他に類を見ない企画を立てよう その4

             設定条件の意味




 ところで、なぜニチアサヒーローを考えろ、という問題なのか。実はちゃんとした理由があります。
 それは、様式[フォーマット]が既に、きちんと確立されているからです。ともすれば、手の加えようがないくらいに。
 ゆえに既存のプロ作品と、自分とを冷静に比較しやすい。プロに求められるレベルと比較されて、自分がどれだけ発想力を持っているのか。自らの不足、冗長、未熟さがよく分かるのです。
 コレばかりは理屈じゃなく、実践と感覚じゃないと分かりませんからねー。

 この「ヒーローを作る」そして「第一話を作る」という問題を真にクリアするには、研ぎ澄まされた発想力が必要となります。
 たったひとつのアイデアで、裏にある奥深い背景が想像できる。複雑と単純を兼ね備える。そんな狙い澄ましたアイデアを出さなくてはならないのですから。

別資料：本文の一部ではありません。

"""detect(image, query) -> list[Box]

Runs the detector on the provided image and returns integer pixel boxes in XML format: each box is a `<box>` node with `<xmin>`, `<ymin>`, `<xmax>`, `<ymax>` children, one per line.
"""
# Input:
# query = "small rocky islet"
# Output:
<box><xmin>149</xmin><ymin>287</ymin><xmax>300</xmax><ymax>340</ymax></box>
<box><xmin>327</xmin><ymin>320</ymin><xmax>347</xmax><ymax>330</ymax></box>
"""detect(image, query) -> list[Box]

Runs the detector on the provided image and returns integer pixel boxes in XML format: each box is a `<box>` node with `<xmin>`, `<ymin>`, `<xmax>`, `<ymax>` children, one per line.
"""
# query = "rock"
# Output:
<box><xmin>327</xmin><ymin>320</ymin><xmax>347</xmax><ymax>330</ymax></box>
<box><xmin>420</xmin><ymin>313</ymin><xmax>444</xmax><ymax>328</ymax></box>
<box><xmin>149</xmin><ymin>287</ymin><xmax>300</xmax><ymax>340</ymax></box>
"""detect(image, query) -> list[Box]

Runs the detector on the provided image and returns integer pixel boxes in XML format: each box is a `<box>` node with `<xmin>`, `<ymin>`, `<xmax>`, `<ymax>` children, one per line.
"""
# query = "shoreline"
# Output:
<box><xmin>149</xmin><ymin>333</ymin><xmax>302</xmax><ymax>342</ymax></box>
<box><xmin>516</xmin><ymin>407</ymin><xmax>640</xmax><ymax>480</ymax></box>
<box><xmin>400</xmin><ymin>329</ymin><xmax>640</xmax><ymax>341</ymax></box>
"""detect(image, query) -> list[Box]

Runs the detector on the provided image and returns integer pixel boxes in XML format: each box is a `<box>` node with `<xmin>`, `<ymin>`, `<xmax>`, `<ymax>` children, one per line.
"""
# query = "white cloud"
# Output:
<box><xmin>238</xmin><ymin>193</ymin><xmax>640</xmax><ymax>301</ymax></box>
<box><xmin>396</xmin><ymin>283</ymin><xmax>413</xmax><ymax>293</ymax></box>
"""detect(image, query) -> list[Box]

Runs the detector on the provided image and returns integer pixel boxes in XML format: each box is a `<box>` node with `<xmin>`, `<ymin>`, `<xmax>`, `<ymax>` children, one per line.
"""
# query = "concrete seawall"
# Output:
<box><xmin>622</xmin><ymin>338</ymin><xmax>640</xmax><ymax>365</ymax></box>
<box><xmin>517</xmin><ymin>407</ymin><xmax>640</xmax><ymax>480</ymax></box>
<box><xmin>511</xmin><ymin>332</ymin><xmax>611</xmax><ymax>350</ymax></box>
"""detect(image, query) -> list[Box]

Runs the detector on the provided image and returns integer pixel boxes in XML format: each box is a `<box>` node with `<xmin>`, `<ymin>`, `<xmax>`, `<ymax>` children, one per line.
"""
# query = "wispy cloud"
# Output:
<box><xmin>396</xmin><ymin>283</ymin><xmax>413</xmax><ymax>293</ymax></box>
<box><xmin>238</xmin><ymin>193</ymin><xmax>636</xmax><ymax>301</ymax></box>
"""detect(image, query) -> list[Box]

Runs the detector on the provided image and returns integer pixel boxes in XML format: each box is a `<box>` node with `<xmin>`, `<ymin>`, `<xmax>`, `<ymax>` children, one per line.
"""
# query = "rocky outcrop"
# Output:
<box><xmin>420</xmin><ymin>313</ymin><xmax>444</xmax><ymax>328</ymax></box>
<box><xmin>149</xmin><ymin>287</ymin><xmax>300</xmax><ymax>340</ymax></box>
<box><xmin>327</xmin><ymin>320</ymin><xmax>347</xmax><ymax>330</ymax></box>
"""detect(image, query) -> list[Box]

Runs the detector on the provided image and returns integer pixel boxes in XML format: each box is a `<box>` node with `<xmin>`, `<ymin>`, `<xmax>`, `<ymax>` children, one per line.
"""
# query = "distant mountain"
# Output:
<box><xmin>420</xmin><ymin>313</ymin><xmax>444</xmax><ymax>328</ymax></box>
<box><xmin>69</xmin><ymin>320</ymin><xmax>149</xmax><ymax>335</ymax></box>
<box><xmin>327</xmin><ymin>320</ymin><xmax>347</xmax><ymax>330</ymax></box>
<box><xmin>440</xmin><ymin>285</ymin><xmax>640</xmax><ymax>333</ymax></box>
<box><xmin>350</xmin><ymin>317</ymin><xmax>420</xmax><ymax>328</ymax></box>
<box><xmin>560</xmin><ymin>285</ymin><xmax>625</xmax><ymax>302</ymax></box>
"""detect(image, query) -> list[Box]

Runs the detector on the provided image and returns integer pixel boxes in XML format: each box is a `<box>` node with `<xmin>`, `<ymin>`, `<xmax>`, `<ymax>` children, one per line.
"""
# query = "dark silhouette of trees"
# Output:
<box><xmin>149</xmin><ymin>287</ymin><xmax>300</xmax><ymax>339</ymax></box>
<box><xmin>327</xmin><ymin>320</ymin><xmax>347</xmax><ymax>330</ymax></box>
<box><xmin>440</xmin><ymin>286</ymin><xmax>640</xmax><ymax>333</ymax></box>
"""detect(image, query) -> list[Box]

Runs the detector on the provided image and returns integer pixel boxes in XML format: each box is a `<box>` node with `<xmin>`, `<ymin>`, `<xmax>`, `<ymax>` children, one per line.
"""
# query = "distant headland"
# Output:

 例えば仮面ライダーならば、悪の組織に作られた改造人間という設定があります。つまりヒーローの持つパワーの本質が、悪と同じなのです。
 だからこそ主人公は悩み、ドラマが生まれ。自分の人生を歪めた悪と、戦う動機にもなる。つまりは、ひとつの設定で全てが説明できます。
 こうすれば説明の手間も省け、書き手であるあなたが物語に何を描くべきかも明確になるでしょう。と同時に受け手側も、いちいち、たくさん設定を記憶する面倒がなくなる。子供でも理解できるようになります。

 多くの人々から求められる。魅力あるアイデアが、たくさん派生する。ひとつで複数の問題を解決してしまう。しかも、それら全てが整合性を持っている。だがシンプル。こういう発想こそ、テクニックを懲らさないと思い浮かばないというわけです。
 神は細部に宿る。だが無駄はなくせ。
 プロのクリエイターになりたいという志望者は世に大勢いるでしょう。けど実際にこうして、自分の実力と、プロの仕事を比べてみれば分かると思います。プロがいかに厳しいか。

 とまあ、こういう問題を普段から慣れておいて、どんなジャンルでもクリアできるとしたら理想でしょうね。
 自然と、ベッタベタなそれこど「勇者と魔王」みたいなファンタジー系の世界設定でも。あなたのオリジナル企画でも。魅力が出せるようになるはずです。
 て、いいますか……仮面ライダーの方が難易度は高いし……。